Tais inconvenientes geram reações, que ocorrem a partir dos anos 1960 em várias frentes mais ou menos simultâneas. Já em fins dos 1950, no planejamento de Karachi, capital do Paquistão, propõe-se uma metodologia nova, chamada de "planejamento na ação", que pretende simplificar as bases das intervenções, reduzindo radicalmente os diagnósticos formais e evitando confrontos diretos com os interesses existentes (KOENIGSBERGER, s.d.). A falta de participação popular no planejamento também é criticada, o que faz surgirem nos Estados Unidos propostas bastante radicais, como o "planejamento advocacional" (DAVIDOFF; REINES, 1972) e a "arquitetura de guerrilha" (GOODMAN, 1972). No Brasil da ditadura militar, essa preocupação só encontra ecos isolados na urbanização pela Codesco (Companhia de Desenvolvimento de Comunidades) da favela de Brás de Pina no Rio de Janeiro e noutros trabalhos de Carlos Nelson Ferreira dos Santos como arquiteto, urbanista e professor.

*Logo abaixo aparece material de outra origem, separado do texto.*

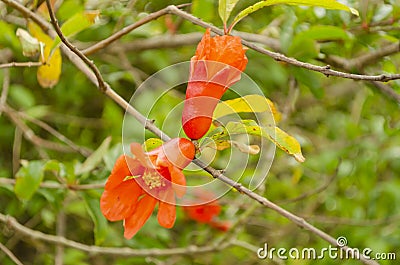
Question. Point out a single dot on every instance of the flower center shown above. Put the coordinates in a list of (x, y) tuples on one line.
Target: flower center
[(153, 180)]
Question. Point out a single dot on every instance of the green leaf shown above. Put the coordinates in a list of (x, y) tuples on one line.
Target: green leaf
[(94, 159), (328, 4), (28, 179), (249, 103), (78, 22), (280, 138), (201, 9), (100, 223), (244, 148), (152, 143), (225, 8)]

Maria Lais Pereira da Silva, 2000:
"O governo Lacerda tinha feito muita pressão para remover a favela de Brás de Pina, mas foi durante o governo Negrão de Lima, seu sucessor, que foi criada a Codesco, a Companhia de Desenvolvimento de Comunidades. Sílvio Ferraz foi o responsável pela Codesco para o projeto de urbanização de Brás de Pina. Havia ainda uma arquiteta, Gilda Blank, que também trabalhou no projeto; ingressou no BNH e atualmente está na Caixa Econômica Federal, ou seja, milita até hoje na área habitacional.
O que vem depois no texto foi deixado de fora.